Relationship between Surface Properties and In Vitro Drug Release from Compressed Matrix Containing Polymeric Materials with Different Hydrophobicity Degrees

30. January 2017

30. January 2017

Abstract: This work is the continuation of a study focused on establishing relations between surface thermodynamic properties and in vitro release mechanisms using a model drug (ampicillin trihydrate), besides analyzing the granulometric properties of new polymeric materials and thus establishing the potential to be used in the pharmaceutical field as modified delivery excipients. To do this, we used copolymeric materials derived from maleic anhydride with decreasing polarity corresponding to poly(isobutylene-alt-maleic acid) (hydrophilic), sodium salt of poly(maleic acid-alt-octadecene) (amphiphilic), poly(maleic anhydride-alt-octadecene) (hydrophobic) and the reference polymer hydroxyl-propyl-methyl-cellulose (HPMC). Each material alone and in blends underwent spectroscopic characterization by FTIR, thermal characterization by DSC and granulometric characterization using flow and compaction tests.
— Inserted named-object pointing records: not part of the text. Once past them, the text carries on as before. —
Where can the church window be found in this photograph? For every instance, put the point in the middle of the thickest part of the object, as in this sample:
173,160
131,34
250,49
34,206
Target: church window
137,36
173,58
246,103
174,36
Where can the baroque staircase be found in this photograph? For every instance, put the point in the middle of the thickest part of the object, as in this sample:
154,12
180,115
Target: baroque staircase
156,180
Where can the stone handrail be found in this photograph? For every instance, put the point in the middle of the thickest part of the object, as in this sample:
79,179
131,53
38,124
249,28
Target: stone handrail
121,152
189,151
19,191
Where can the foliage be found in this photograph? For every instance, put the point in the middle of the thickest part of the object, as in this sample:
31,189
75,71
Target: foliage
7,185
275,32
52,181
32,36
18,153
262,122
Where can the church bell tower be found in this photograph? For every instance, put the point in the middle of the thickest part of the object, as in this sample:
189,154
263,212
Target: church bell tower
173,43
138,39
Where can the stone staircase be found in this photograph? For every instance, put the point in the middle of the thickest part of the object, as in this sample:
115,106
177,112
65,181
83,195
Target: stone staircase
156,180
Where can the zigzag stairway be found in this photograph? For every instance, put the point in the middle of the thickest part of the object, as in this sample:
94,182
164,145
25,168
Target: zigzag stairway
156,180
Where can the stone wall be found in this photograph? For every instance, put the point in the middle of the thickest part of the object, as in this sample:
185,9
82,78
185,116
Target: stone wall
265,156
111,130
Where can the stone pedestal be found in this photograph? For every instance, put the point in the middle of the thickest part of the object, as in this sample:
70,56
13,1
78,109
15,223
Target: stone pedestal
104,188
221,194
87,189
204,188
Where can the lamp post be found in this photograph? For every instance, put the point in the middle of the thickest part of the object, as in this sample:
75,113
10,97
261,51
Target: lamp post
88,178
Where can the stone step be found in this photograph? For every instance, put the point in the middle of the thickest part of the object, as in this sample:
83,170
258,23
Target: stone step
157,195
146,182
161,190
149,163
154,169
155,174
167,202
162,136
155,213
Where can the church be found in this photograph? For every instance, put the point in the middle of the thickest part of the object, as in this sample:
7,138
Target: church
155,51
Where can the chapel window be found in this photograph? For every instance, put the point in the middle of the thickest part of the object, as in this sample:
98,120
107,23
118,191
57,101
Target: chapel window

Each tablet was prepared at different polymer ratios of 0%, 10%, 20%, 30% and 40%, and the surface properties were determined, including the roughness by micro-visualization, contact angle and water absorption rate by the sessile drop method and obtaining Wadh and surface free energy (SFE) using the semi-empirical models of Young–Dupré and  Owens-Wendt-Rabel-Käelbe (OWRK), respectively. Dissolution profiles were determined simulating physiological conditions in vitro, where the kinetic models of order-zero, order-one, Higuchi and Korsmeyer–Peppas were evaluated. The results showed a strong relationship between the proportion and nature of the polymer to the surface thermodynamic properties and kinetic release mechanism.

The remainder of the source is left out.